Su historia era parecida a la mía.
— Yo también me hubiera marchado.
Tomó una postura erguida.
— Pero, mire lo que eso provocó.
— Por pensar en mí mismo y no atenerme a lo que dictaba mi padre, provoqué muchas desastre.
Me observó con curiosidad.
— ¿Se arrepiente?
— De algunas cosas, de otras no.
— Supongo que ya no podrá actuar igual que antes, no siendo un duque.
— Supongo que mi hermano pensó muy bien en mi castigo.
— Y mis padres también.
— ¿Cuánto años tiene?
Se rió — Eso no es cordial.
— Sabe muy bien que yo no me ando con rodeos — Elevé una ceja — No tiene nada de malo saber la edad de mi esposa.
— Veintitrés.
Se veía como su edad, jovencita, pero tenía aire maduro.

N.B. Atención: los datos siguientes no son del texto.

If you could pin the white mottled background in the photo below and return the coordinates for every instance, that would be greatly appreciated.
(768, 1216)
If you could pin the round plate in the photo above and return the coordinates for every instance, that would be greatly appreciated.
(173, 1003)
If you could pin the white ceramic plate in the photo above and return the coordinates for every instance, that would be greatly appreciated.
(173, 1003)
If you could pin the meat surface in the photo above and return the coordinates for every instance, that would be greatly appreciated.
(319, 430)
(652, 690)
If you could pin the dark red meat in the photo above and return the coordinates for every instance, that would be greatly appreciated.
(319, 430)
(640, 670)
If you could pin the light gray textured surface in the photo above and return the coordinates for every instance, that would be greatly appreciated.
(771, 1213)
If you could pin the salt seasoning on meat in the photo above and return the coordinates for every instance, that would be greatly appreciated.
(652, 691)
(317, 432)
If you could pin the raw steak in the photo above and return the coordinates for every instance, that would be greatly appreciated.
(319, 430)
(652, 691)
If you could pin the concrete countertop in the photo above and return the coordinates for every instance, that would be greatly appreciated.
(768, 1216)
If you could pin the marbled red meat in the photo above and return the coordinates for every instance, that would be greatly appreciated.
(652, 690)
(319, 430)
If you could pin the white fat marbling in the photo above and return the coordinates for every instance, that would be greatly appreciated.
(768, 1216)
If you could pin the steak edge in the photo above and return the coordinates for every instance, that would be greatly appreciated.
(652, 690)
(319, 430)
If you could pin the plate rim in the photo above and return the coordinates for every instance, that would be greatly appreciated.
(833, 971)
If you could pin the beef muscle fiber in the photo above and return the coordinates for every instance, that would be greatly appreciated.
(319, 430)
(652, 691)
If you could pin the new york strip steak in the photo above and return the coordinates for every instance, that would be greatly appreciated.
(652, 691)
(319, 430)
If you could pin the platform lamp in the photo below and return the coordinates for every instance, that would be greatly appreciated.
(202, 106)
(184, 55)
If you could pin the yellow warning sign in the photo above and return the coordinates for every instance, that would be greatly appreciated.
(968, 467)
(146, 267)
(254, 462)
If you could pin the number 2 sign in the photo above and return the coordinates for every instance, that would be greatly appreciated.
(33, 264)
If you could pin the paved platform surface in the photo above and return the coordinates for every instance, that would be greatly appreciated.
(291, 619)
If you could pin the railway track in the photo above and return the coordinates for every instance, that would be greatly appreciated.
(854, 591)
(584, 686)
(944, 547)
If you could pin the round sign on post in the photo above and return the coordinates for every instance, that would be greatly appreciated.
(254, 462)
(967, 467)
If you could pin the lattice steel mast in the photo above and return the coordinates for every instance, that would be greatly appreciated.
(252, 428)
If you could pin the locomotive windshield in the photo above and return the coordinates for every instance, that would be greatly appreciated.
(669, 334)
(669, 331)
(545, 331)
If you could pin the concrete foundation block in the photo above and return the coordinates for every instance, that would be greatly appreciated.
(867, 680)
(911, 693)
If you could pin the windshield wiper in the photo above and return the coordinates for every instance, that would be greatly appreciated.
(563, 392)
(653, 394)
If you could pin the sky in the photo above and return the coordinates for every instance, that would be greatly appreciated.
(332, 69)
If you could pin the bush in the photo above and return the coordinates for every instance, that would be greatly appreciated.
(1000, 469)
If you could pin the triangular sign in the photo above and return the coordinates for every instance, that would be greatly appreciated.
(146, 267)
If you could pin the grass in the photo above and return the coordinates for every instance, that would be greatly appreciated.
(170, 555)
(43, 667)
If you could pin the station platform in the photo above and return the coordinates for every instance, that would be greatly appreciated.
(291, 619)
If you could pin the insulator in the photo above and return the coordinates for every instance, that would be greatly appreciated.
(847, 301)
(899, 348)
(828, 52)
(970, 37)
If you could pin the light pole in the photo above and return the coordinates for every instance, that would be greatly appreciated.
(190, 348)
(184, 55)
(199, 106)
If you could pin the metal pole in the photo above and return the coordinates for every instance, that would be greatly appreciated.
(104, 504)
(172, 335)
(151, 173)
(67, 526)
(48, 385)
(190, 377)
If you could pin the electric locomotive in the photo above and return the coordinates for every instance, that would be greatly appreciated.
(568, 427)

Era su actitud la que la hacía ser como una dama con mucha experiencia, pero sabía que era solo su personalidad, porque de experiencia no tenía nada y ahora lo sabía, ocultaba su inocencia y su fragilidad bajo esa capa de carácter.
— No es una chiquilla.
— ¿Le parezco vieja? — Me retó a cuestionarla.
— No, me gustan las mujeres con mucha feminidad y con ese aire de madurez, pero rebosando la juventud que tienen.
— Eso es un intento fallido de argumentar lo contrario.
— Es una jovencita.
— ¿Cuánto años tiene usted? — Elevó una ceja.
— Treinta.
Abrió su boca, sorprendida.
— Se ve joven, a pesar de tener mucha experiencia.
— ¿Habla de qué he fornicado mucho? — Entorné una expresión burlona.
Se sonrojó, pero no perdió la valentía.
— He oído que los hombres pierden mucha energía y masa muscular.
— Es una actitud física, así que sí es así.
— Usted luce fuerte.
— Me alimento bien y hago otras actividades para mantenerme en forma — Le dí una expresión arrogante.
— También he oído que las mujeres pueden tener muchos colapsos.
— Sí, exactamente.
— Y que los hombres les cuesta más recuperarse cuando se derraman.
Vaya, sabía mucho.
— Claro, pero eso depende la resistencia que tengan.
— Entiendo.
— ¿Cómo sabe todo esto?
— Digamos que alguien se sentó a explicarme — Apoyó su espalda del espaldar.
— No serían sus padres, la gente mantiene estos temas como secretos.
— No, fue una tía.
— Que tía tan moderna.
Estaba curioso por saber que otra cosa le enseñó, pero no pude preguntar más cuando noté que estábamos entrando a las propiedades de mi hermano o mejor dicho mis propiedades.
Había llegado la hora de enfrentar mis obligaciones.